Los orígenes humildes de Javier Ruiz antes de convertirse en el niño mimado de TVE

El comunicador, que quería ser policía, pasó su infancia en un pueblo de Valencia, donde vivía en una casa pequeña con sus padres y con sus dos hermanos

«Yo no era de familia bien y casa grande. Soy hijo de familias trabajadoras. La de mi padre venía de la mina, he visto a la gente trabajar hasta sangrar. La familia de mi madre tuvo más fortuna porque tuvo camiones, pero vengo de una familia trabajadora». Con estas palabras se refirió Javier Ruiz a su infancia y a su familia en una conversación con Mara Torres en octubre de 2022.

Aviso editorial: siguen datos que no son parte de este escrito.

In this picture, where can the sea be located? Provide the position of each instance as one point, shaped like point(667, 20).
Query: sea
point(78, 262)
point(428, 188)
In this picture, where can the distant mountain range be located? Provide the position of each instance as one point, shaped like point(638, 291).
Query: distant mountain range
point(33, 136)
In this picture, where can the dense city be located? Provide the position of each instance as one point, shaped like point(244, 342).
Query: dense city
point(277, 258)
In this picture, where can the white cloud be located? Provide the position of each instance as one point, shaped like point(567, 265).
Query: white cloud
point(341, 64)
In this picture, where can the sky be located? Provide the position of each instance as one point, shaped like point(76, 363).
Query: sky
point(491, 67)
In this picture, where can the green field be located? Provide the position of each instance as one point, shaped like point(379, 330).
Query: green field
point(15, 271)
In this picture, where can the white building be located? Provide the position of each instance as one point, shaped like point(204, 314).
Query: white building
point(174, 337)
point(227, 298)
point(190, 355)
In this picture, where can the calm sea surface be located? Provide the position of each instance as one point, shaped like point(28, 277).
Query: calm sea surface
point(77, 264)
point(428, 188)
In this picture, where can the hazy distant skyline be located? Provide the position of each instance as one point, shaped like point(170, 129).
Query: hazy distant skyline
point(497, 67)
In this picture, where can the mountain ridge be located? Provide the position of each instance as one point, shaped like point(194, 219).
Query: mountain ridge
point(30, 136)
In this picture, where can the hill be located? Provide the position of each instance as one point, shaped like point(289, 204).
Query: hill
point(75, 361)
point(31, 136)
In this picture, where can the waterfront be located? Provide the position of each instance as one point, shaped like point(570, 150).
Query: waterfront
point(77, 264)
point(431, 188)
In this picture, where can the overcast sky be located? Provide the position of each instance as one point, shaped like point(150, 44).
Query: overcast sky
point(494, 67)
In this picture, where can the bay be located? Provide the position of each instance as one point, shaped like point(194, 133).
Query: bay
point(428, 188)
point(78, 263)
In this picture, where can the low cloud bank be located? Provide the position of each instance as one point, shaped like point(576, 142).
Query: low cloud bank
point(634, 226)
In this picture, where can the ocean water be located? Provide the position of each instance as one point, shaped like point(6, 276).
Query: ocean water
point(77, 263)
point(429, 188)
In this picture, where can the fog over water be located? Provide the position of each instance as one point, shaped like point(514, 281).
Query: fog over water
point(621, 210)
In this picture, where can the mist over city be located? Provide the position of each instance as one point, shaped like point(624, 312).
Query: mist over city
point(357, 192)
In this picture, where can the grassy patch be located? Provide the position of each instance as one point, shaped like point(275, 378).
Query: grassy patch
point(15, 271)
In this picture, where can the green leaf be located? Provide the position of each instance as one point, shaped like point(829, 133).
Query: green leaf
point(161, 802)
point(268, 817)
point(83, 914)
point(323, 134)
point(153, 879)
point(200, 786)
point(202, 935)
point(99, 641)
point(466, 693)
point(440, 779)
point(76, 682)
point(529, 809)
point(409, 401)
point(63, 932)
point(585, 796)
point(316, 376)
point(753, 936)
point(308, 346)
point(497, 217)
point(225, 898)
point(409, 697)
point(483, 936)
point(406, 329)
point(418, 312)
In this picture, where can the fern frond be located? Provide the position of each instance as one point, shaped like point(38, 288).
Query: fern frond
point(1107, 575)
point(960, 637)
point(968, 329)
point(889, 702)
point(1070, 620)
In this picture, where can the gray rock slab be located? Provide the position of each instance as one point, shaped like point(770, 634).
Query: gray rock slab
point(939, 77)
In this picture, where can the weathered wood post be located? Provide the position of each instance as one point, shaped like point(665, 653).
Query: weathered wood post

En una sincera e íntima charla en la que, entre otras cosas, explicó que, a pesar de que había crecido frente al mar, nunca lo apreció tanto como cuando se mudó a Madrid. «Yo en el pueblo veía el mar. Me acuerdo de ir al puerto de Cullera con mi padre a pescar», reveló el periodista.

Una infancia humilde para un niño valenciano que ya ha olvidado la lengua que se hablaba en su casa -algo de lo que se avergüenza y que considera que debería retomar en algún momento-, una casa muy pequeña en la que no había casi espacio y que tenía que compartir con sus padres y sus dos hermanos.

Sus padres eran personas trabajadoras y esto ha influido mucho en su carácter. Él nunca pensó en dedicarse al mundo de la comunicación, sino que soñaba con ser policía. Sin embargo, las armas y la forma física no eran lo suyo.

El éxito polémico

Debido a la situación de su familia, tuvo que recurrir a las becas para poder estudiar. «Nunca he tenido dinero para los estudios siempre he sido hijo de las becas», contaba. Gracias a su esfuerzo consiguió acceder a una universidad en Estados Unidos, una etapa que fue clave en su formación.

Sin embargo, no estaba en la misma posición que el resto de sus compañeros, de hecho, era el único en su clase que no tenía ordenador portátil para poder estudiar. «Fui pobre con una beca. Llegué a Estados Unidos y no sabía que al taxista se le daba una propina. Él cogió las monedas y las tiró al suelo. Me sentí absolutamente pequeño. Me sigue pasando cada vez que voy», relató el periodista en la citada entrevista, en la que también explicó que tuvo algunos problemas con el idioma. «No llevas el inglés de allí. Nueva York te mastica y te escupe», dijo.

El periodista se ha convertido en uno de los mimados de RTVE y, a pesar de que durante mucho tiempo ha sido un hombre de radio, ahora está al frente de Mañaneros 360 junto a Adela González. Para él, la televisión no es algo nuevo -ya estuvo en este medio hace años-, pero en esta nueva etapa no le está faltando la controversia por diferentes cuestiones, como las críticas por su tono en directo con el equipo técnico o las acusaciones de sesgo o de conflicto de intereses por compaginar su trabajo frente a las cámaras, con el que desarrolla tras los micrófonos de la SER.